Были и другие парадоксы. Для целого поколения Эйнштейн был глашатаем передовой науки, пророком разума и мира. А сам он в глубине своей кроткой и невозмутимой души без всякой горечи оставался скептиком. Он был последовательным интернационалистом, порвал с еврейской общиной, ненавидел всякое проявление сепаратизма и национализма, а ему навязывали роль знаменитого еврея. Он хотел затеряться и как бы раствориться в окружающем его мире, а оказался одним из самых разрекламированных людей нашего века, и его лицо, вдохновенное и отрешенное от всех грехов мира, стало таким же широко известным, как фотография какой-нибудь кинозвезды.
К этому следует добавить, что его порицали или ему приписывали то, чего он в действительности не делал. Так возникла легенда, что он, пророк братства людей, несет ответственность за создание атомной бомбы, что на его совести кровавая трагедия Хиросимы и Нагасаки{227}. По существу, открытие деления атомного ядра и цепной реакции никак не связано с его работами, а его обращение с известным письмом к Рузвельту в 1939 году имело лишь ограниченное значение. Ниже я попытаюсь развенчать эту легенду.
Конечно, именно его моральные качества проявились в этих парадоксах жизни. Его характер уже сформировался к шестнадцати годам. Здесь мы должны положиться на факты (его жизненный путь подробно подтвержден документами, особенно в швейцарских источниках) и на его собственные записи, сделанные в старости, как логическое осмысление прошедших событий.
«Я никогда беззаветно не принадлежал ни стране, ни государству, ни кругу друзей, ни моей семье.
Внешние условия играли второстепенную роль в моих мыслях и чувствах.
Восприятие мира рассудком, отбрасывая все субъективное, стало сознательно или бессознательно моей высшей целью (о себе в ранней юности).
Еще юношей, не по летам развитым, я уже ясно осознал бесплодность надежд и чаяний, исполнения которых большинство людей добивается всю жизнь.
Материальное благополучие и счастье никогда не казались мне единственной целью жизни. Я даже склонен сравнивать такие моральные цели с амбициями свиньи».
Эти строки (они исходят из глубины его характера и полностью отвергают веселье, радости жизни и любви) были написаны им в старости. Немногие могли бы утверждать это. Быть может, только Спиноза{228}, которым Эйнштейн восхищался и к которому был духовно близок. Но даже сказанные Спинозой или Эйнштейном, эти слова нуждаются в некотором пояснении. В конце концов, эти люди жили на Земле, как и все мы.
Эйнштейн вырос в свободомыслящей мелкобуржуазной семье, чьи предки из поколения в поколение жили в Швабии (юго-западная часть Германии). По происхождению они были евреями, но безразлично относились к религии. Жизнь семьи была сносной, хотя и беспечной, но они никогда не были так бедны, как Уэллсы или Резерфорды.

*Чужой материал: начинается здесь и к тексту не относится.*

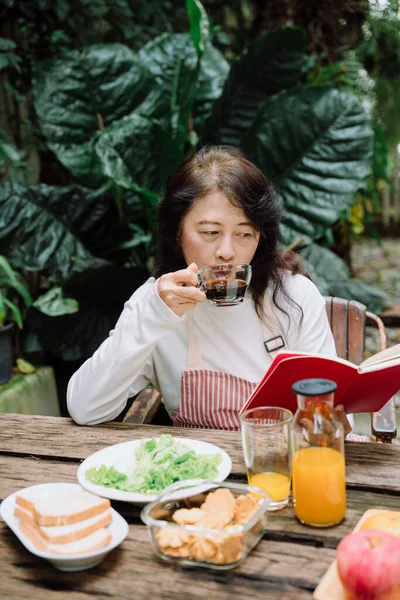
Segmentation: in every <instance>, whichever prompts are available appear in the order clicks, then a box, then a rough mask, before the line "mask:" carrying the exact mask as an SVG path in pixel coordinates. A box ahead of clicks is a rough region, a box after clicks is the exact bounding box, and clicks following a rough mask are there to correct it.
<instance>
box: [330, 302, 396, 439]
mask: <svg viewBox="0 0 400 600" xmlns="http://www.w3.org/2000/svg"><path fill="white" fill-rule="evenodd" d="M325 301H326V313H327V315H328V321H329V324H330V326H331V329H332V334H333V337H334V340H335V345H336V352H337V354H338V356H339V357H340V358H345V359H346V360H349V361H350V362H352V363H354V364H356V365H359V364H360V363H362V361H363V360H364V349H365V327H366V325H367V324H368V325H373V326H374V327H377V329H378V331H379V345H380V350H384V349H385V348H386V346H387V341H386V332H385V326H384V324H383V322H382V320H381V319H380V318H379V317H378V316H377V315H375V314H374V313H371V312H369V311H367V309H366V306H364V304H361V302H357V301H356V300H345V299H343V298H332V297H331V296H326V297H325ZM371 430H372V434H373V435H374V436H376V439H377V441H379V442H387V443H390V442H391V441H392V439H393V438H394V437H396V433H397V426H396V409H395V402H394V398H391V399H390V400H389V402H387V403H386V404H385V406H384V407H383V408H382V409H381V410H380V411H379V412H376V413H372V415H371Z"/></svg>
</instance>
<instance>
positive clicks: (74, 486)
mask: <svg viewBox="0 0 400 600" xmlns="http://www.w3.org/2000/svg"><path fill="white" fill-rule="evenodd" d="M75 489H81V486H80V485H78V484H76V483H42V484H39V485H32V486H31V487H27V488H24V489H22V490H18V492H14V493H13V494H10V495H9V496H7V498H5V500H3V502H2V503H1V506H0V516H1V517H2V519H3V520H4V521H5V522H6V523H7V525H8V526H9V527H10V529H12V531H13V532H14V533H15V535H16V536H17V538H18V539H19V540H20V542H22V544H23V545H24V546H25V548H26V549H27V550H29V552H32V554H36V556H40V557H41V558H45V559H46V560H48V561H49V562H50V563H51V564H52V565H53V566H54V567H55V568H56V569H59V570H60V571H85V570H86V569H90V568H91V567H94V566H96V565H98V564H99V563H100V562H101V561H102V560H103V559H104V558H105V557H106V556H107V554H108V553H109V552H110V551H111V550H113V549H114V548H116V547H117V546H118V545H119V544H120V543H121V542H122V541H123V540H124V539H125V538H126V536H127V535H128V531H129V527H128V523H127V522H126V521H125V519H123V518H122V517H121V515H119V514H118V513H117V511H115V510H114V509H113V508H111V514H112V521H111V523H110V525H109V526H108V530H109V531H110V533H111V535H112V538H111V542H110V543H109V544H108V545H107V546H105V547H104V548H101V549H100V550H95V551H93V552H86V553H84V554H79V555H76V554H74V555H69V556H62V557H60V556H57V555H55V554H52V553H50V552H41V551H40V550H37V549H36V548H35V546H34V545H33V544H32V542H31V541H30V539H29V538H28V537H27V536H26V535H25V534H24V533H22V531H20V528H19V519H18V518H17V517H15V516H14V507H15V498H16V496H17V495H19V494H22V495H23V496H24V498H27V499H29V500H32V501H33V502H36V501H37V500H39V499H40V498H46V497H47V498H48V497H51V496H59V495H61V494H65V493H68V492H72V491H73V490H75Z"/></svg>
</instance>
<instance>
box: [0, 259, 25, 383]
mask: <svg viewBox="0 0 400 600" xmlns="http://www.w3.org/2000/svg"><path fill="white" fill-rule="evenodd" d="M21 300H22V301H23V303H24V304H25V305H26V306H27V307H29V306H30V305H31V304H32V298H31V295H30V293H29V292H28V290H27V289H26V287H25V286H24V285H23V284H22V283H21V281H20V280H19V279H18V275H17V273H16V272H15V271H14V270H13V268H12V267H11V265H10V263H9V262H8V260H7V259H6V258H5V257H4V256H1V255H0V384H2V383H6V382H7V381H8V380H9V379H10V377H11V368H12V363H13V337H12V336H13V327H14V323H16V324H17V326H18V327H19V329H22V324H23V319H22V313H21V310H20V308H19V306H18V303H19V302H21Z"/></svg>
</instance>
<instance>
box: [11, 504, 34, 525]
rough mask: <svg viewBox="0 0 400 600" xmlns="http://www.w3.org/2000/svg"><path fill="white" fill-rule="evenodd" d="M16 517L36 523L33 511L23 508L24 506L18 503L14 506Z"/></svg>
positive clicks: (30, 522)
mask: <svg viewBox="0 0 400 600" xmlns="http://www.w3.org/2000/svg"><path fill="white" fill-rule="evenodd" d="M14 517H18V519H21V520H22V521H29V522H30V523H32V525H34V524H35V519H34V518H33V514H32V511H31V510H25V508H22V506H19V505H18V504H16V505H15V507H14Z"/></svg>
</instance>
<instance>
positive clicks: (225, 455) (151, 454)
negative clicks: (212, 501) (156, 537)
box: [77, 435, 232, 505]
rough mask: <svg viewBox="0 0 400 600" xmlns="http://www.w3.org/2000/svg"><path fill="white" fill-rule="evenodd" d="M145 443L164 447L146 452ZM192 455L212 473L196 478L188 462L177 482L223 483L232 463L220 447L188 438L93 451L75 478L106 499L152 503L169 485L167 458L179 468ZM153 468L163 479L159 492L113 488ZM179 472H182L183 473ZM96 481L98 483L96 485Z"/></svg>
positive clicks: (134, 442)
mask: <svg viewBox="0 0 400 600" xmlns="http://www.w3.org/2000/svg"><path fill="white" fill-rule="evenodd" d="M167 438H168V439H167ZM147 442H155V444H160V443H161V446H163V444H164V447H161V448H160V452H156V451H153V452H146V451H145V450H146V446H145V444H146V443H147ZM147 446H148V445H147ZM158 448H159V447H157V448H156V450H158ZM193 454H194V455H196V457H198V458H199V459H200V460H202V457H206V458H205V460H207V461H208V463H209V464H210V465H211V467H210V468H211V469H213V470H212V471H209V473H208V474H207V476H205V475H203V476H200V477H199V475H198V474H197V473H193V472H191V471H190V466H189V462H190V461H188V463H187V464H188V467H187V472H186V475H185V476H184V477H181V478H180V479H181V480H182V479H194V478H196V479H208V480H213V481H224V479H226V478H227V477H228V475H229V473H230V472H231V469H232V461H231V459H230V457H229V455H228V454H227V453H226V452H225V451H224V450H222V448H219V447H218V446H215V445H214V444H210V443H208V442H203V441H199V440H193V439H190V438H179V437H172V436H170V435H161V437H159V438H145V439H140V440H132V441H130V442H123V443H121V444H115V445H113V446H107V447H106V448H103V449H102V450H99V451H98V452H95V453H94V454H92V455H91V456H89V457H88V458H86V459H85V460H84V461H83V462H82V463H81V464H80V466H79V468H78V472H77V477H78V481H79V483H80V484H81V486H82V487H83V488H85V489H86V490H88V491H89V492H92V493H93V494H97V495H98V496H103V497H104V498H109V499H110V500H119V501H122V502H131V503H134V504H139V505H144V504H147V503H148V502H152V501H153V500H155V499H156V498H157V496H158V495H159V494H160V493H161V492H162V491H163V489H164V488H165V487H167V486H168V485H169V484H170V483H172V482H171V481H170V480H168V471H169V469H171V468H173V467H171V466H170V465H171V461H172V462H174V461H173V460H172V458H170V457H172V456H173V457H174V459H175V462H179V463H180V466H181V467H182V463H183V462H185V457H186V456H191V457H193ZM213 465H214V466H213ZM153 467H155V469H156V470H159V472H160V477H162V478H163V479H165V485H164V486H163V487H162V488H161V489H151V487H150V489H147V490H143V491H142V490H141V491H140V492H139V491H125V490H121V489H117V487H113V485H114V481H118V479H122V478H125V480H126V481H129V482H132V483H133V484H135V483H136V482H137V481H138V480H139V479H143V477H144V475H145V473H146V471H148V470H149V469H152V468H153ZM114 470H115V471H114ZM88 472H89V473H88ZM116 472H117V475H122V477H120V478H118V476H117V477H116ZM181 472H183V473H185V471H184V470H183V471H181ZM93 473H94V475H93ZM97 473H98V475H97ZM100 481H101V484H99V483H100ZM117 485H118V483H117ZM204 489H206V486H205V485H203V486H201V487H199V490H198V493H201V492H202V491H203V490H204ZM176 498H178V495H176ZM171 499H175V495H174V496H171Z"/></svg>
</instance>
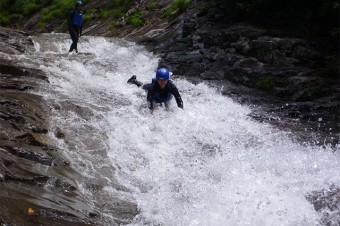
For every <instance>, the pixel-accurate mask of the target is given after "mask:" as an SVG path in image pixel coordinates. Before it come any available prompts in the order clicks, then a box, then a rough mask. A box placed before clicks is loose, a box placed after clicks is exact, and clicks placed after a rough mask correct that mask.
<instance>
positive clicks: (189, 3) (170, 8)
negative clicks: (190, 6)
mask: <svg viewBox="0 0 340 226" xmlns="http://www.w3.org/2000/svg"><path fill="white" fill-rule="evenodd" d="M190 3H191V0H174V1H173V2H172V3H171V5H170V6H169V7H168V8H167V9H166V10H165V11H164V12H163V13H162V15H161V17H162V18H167V19H169V20H173V19H174V18H176V17H177V16H178V15H179V14H181V13H183V12H184V11H185V10H186V9H187V8H188V6H189V5H190Z"/></svg>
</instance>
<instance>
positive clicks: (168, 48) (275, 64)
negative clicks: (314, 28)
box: [141, 0, 340, 143]
mask: <svg viewBox="0 0 340 226" xmlns="http://www.w3.org/2000/svg"><path fill="white" fill-rule="evenodd" d="M204 4H207V3H206V1H203V0H195V1H192V4H191V6H190V7H189V9H188V11H187V12H186V13H185V14H184V15H183V17H182V18H180V19H178V21H176V25H173V26H172V27H170V28H168V29H166V30H165V31H163V32H161V33H160V34H157V35H153V36H148V37H147V38H145V39H144V40H143V41H141V43H143V44H146V45H147V46H150V43H152V44H153V46H154V47H153V48H151V49H152V50H153V51H154V52H156V53H157V54H159V55H160V56H161V58H162V59H161V62H160V65H161V66H165V67H169V68H170V69H171V70H172V71H173V72H174V74H175V75H176V74H180V75H183V76H185V77H187V78H189V79H190V78H192V79H194V80H197V79H199V80H209V81H222V82H225V83H230V82H231V83H232V84H233V85H232V86H234V87H235V85H236V86H238V88H233V90H231V91H230V90H229V91H228V90H224V91H223V93H226V94H227V95H228V93H233V94H235V93H238V95H239V96H244V97H245V98H243V99H242V98H241V99H242V101H241V102H247V103H249V104H253V103H254V102H257V99H259V96H258V93H259V92H257V90H259V91H261V92H262V94H260V96H262V95H267V96H268V97H267V98H261V99H262V102H261V103H260V102H257V103H258V104H260V105H262V106H266V107H265V109H266V111H267V112H268V113H269V112H270V113H274V114H276V113H278V116H279V117H280V118H281V120H282V119H284V120H283V121H285V120H287V121H288V120H290V119H294V120H298V121H300V122H303V123H307V124H308V127H311V128H315V129H316V131H317V133H323V136H326V137H327V136H328V134H329V131H332V137H331V138H329V137H327V140H329V141H330V140H331V142H332V143H338V142H339V140H338V137H339V135H340V131H339V128H340V118H339V117H340V116H338V115H339V114H338V112H339V109H340V102H339V97H340V87H339V84H340V83H339V80H338V78H337V77H327V75H325V74H324V71H325V69H324V68H322V67H323V65H324V62H325V56H324V55H323V54H322V53H321V52H318V51H317V50H316V49H315V48H314V46H313V45H312V44H311V43H309V42H308V41H306V40H302V39H297V38H288V37H277V36H273V35H271V34H273V32H271V31H270V30H265V29H262V28H257V27H253V26H250V25H247V24H231V23H230V21H228V19H227V16H226V15H224V9H222V8H220V7H221V6H219V5H218V4H214V3H213V1H211V2H210V3H209V4H210V5H209V7H208V8H205V9H206V10H204V7H202V6H204ZM241 86H244V87H247V88H251V89H253V90H254V92H253V96H254V97H251V95H248V91H247V93H243V91H242V90H244V89H243V88H240V87H241ZM255 96H256V97H255ZM269 97H270V98H269ZM245 99H247V100H246V101H245ZM273 100H274V102H273ZM287 103H288V105H287ZM277 111H278V112H277ZM276 116H277V115H276ZM320 130H322V132H321V131H320Z"/></svg>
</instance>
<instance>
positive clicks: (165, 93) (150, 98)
mask: <svg viewBox="0 0 340 226" xmlns="http://www.w3.org/2000/svg"><path fill="white" fill-rule="evenodd" d="M147 90H148V94H147V100H148V101H149V102H150V106H149V108H150V109H153V102H154V101H155V102H156V103H162V102H167V101H169V100H170V99H171V98H172V96H174V97H175V99H176V102H177V106H178V107H180V108H183V101H182V98H181V95H180V94H179V92H178V89H177V87H176V86H175V84H173V83H172V81H170V80H169V81H168V83H167V84H166V86H165V87H164V89H161V87H160V86H159V85H158V82H157V81H156V79H153V81H152V83H151V84H148V87H147Z"/></svg>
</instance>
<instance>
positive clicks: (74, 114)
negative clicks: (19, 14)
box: [23, 34, 340, 226]
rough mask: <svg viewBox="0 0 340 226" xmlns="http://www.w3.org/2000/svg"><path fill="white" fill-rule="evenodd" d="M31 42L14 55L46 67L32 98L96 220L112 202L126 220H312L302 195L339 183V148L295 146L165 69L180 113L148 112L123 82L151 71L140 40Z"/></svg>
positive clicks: (292, 143)
mask: <svg viewBox="0 0 340 226" xmlns="http://www.w3.org/2000/svg"><path fill="white" fill-rule="evenodd" d="M34 42H35V48H36V49H35V50H34V52H33V53H31V54H30V55H26V56H23V57H25V58H29V59H31V62H32V64H35V65H40V69H42V70H44V71H45V72H47V74H48V78H49V81H50V84H48V87H46V88H45V89H41V90H40V91H39V95H42V96H43V97H44V98H45V99H46V100H47V101H48V102H49V103H51V108H52V112H53V113H52V115H51V116H50V127H51V128H52V129H51V132H50V135H51V136H52V137H54V136H55V132H53V131H60V132H61V133H63V134H64V135H65V137H64V139H57V138H55V140H56V141H57V142H58V146H59V147H60V148H61V149H62V150H63V153H62V154H63V156H64V157H65V158H66V159H68V160H69V161H70V162H71V167H72V168H73V169H75V171H77V172H78V173H80V174H81V175H82V176H83V179H79V181H77V184H78V188H79V189H80V191H81V192H82V193H83V194H84V196H85V197H86V198H87V199H88V200H90V202H91V203H92V205H93V207H94V208H95V209H97V210H98V211H100V213H101V215H102V218H103V220H102V224H103V225H115V219H117V218H119V216H118V215H119V214H117V211H116V209H115V208H116V207H115V205H116V201H117V200H123V201H124V202H126V203H136V204H137V208H138V210H139V214H138V215H137V216H136V217H135V218H134V219H133V221H132V222H128V223H129V224H130V225H165V226H194V225H199V226H221V225H231V226H233V225H242V226H243V225H258V226H265V225H306V226H307V225H308V226H310V225H318V224H319V223H318V222H319V220H320V213H318V212H316V211H315V210H314V208H313V205H312V204H311V203H309V202H308V201H307V199H306V197H305V196H306V194H308V193H309V192H312V191H315V190H320V189H327V188H329V187H330V186H331V185H332V184H333V185H336V186H340V152H339V147H333V148H331V147H328V146H324V147H321V146H313V145H310V144H307V143H306V144H301V143H298V142H297V141H295V140H294V138H292V137H291V136H290V135H289V134H287V133H286V132H283V131H279V130H278V129H275V128H273V127H272V126H270V125H268V124H265V123H259V122H256V121H254V120H252V119H251V118H250V117H248V116H247V115H248V114H249V113H250V112H251V109H249V108H248V107H247V106H242V105H240V104H238V103H236V102H234V101H233V100H232V99H230V98H228V97H225V96H222V95H221V94H220V92H219V90H218V89H216V88H213V87H210V86H208V85H206V84H204V83H200V84H196V85H195V84H192V83H190V82H189V81H186V80H185V79H179V78H177V79H176V76H174V79H173V80H174V83H175V84H176V85H177V87H178V89H179V91H180V93H181V95H182V98H183V102H184V110H182V109H179V108H177V106H176V104H175V101H174V100H173V105H172V108H171V110H170V111H165V110H164V109H157V110H156V111H155V113H154V115H151V114H150V113H149V111H148V109H147V105H146V98H145V96H146V94H145V92H144V91H143V90H142V89H141V88H138V87H136V86H134V85H129V84H127V83H126V81H127V79H128V78H129V77H131V76H132V75H133V74H136V75H137V79H138V80H140V81H142V82H149V81H151V78H152V77H153V76H154V72H155V70H156V68H157V66H158V60H159V59H158V58H157V56H155V55H153V54H151V53H149V52H147V51H146V50H145V49H144V48H143V47H141V46H138V45H136V44H133V43H129V42H125V41H122V40H117V39H105V38H100V37H82V38H81V40H80V43H79V46H78V49H79V51H80V54H75V53H74V54H67V51H68V48H69V45H70V39H69V37H68V36H67V35H62V34H46V35H41V36H37V37H34ZM84 178H85V179H84ZM89 184H92V185H93V186H97V187H96V189H93V186H92V187H91V186H89Z"/></svg>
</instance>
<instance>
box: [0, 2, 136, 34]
mask: <svg viewBox="0 0 340 226" xmlns="http://www.w3.org/2000/svg"><path fill="white" fill-rule="evenodd" d="M75 2H76V0H48V1H47V0H0V25H1V26H7V27H8V26H10V27H16V28H22V26H23V25H24V23H23V21H25V18H28V17H30V16H32V15H34V14H35V13H37V12H39V15H40V17H39V21H38V23H37V25H36V26H37V28H39V29H41V30H45V28H46V26H47V25H50V24H51V23H52V24H54V25H57V26H59V25H60V26H62V27H64V28H65V27H66V22H65V21H66V18H67V13H68V12H69V11H70V10H71V9H74V4H75ZM82 2H83V3H84V5H85V7H84V10H85V13H84V23H86V22H87V21H89V20H90V19H91V18H92V17H97V18H101V19H107V18H109V17H112V18H113V19H115V20H116V19H118V18H120V17H122V16H123V15H124V14H125V13H126V12H127V11H128V9H129V4H130V3H131V2H132V0H110V1H109V4H107V6H106V7H103V8H101V9H100V10H98V9H96V8H95V7H87V6H86V5H87V3H89V2H90V0H82ZM131 23H132V24H140V23H141V22H140V21H137V20H136V19H135V18H132V20H131ZM111 27H112V26H111Z"/></svg>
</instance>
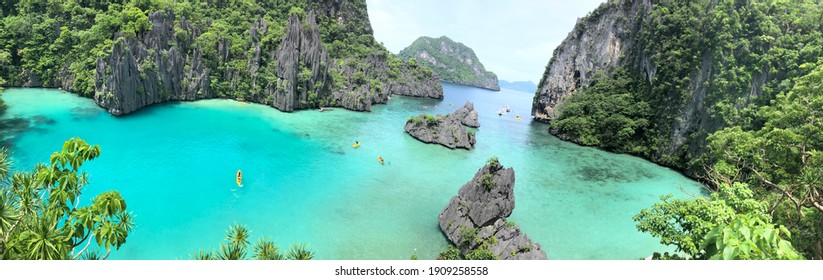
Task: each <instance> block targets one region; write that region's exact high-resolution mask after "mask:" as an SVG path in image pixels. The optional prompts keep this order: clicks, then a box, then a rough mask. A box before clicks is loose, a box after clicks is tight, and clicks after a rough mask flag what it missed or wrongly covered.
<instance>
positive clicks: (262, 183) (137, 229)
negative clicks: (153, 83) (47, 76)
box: [0, 84, 700, 259]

В детстве Эйнштейн не был особенно способным ребенком. Он казался отсталым (как и Черчилль), поздно начал говорить. Все это кажется несколько странным, особенно для будущего математика. Как правило, математические способности проявляются в очень раннем возрасте. Многие из выдающихся математиков уже задавали вопросы о больших или бесконечно больших числах, когда им не было и трех лет (рассказы об этом вполне достоверны, скажем, в отношении Харди и Дирака{229}). Я лично наблюдал за одним действительно талантливым юным математиком, которому было четыре года. И я полагаю, что теперь, когда начали внимательно изучать этот ярко выраженный и особенный талант, мы будем знать, есть ли у ребенка математические способности, еще до того, как он научился читать.
Итак, в детстве Эйнштейн не проявлял математических способностей, но не следует думать, что он был вовсе лишен их. Они просто не обнаруживались в раннем возрасте. С десяти лет в нем стали заметны признаки быстрого развития, но это было быстрое развитие не интеллекта, а характера.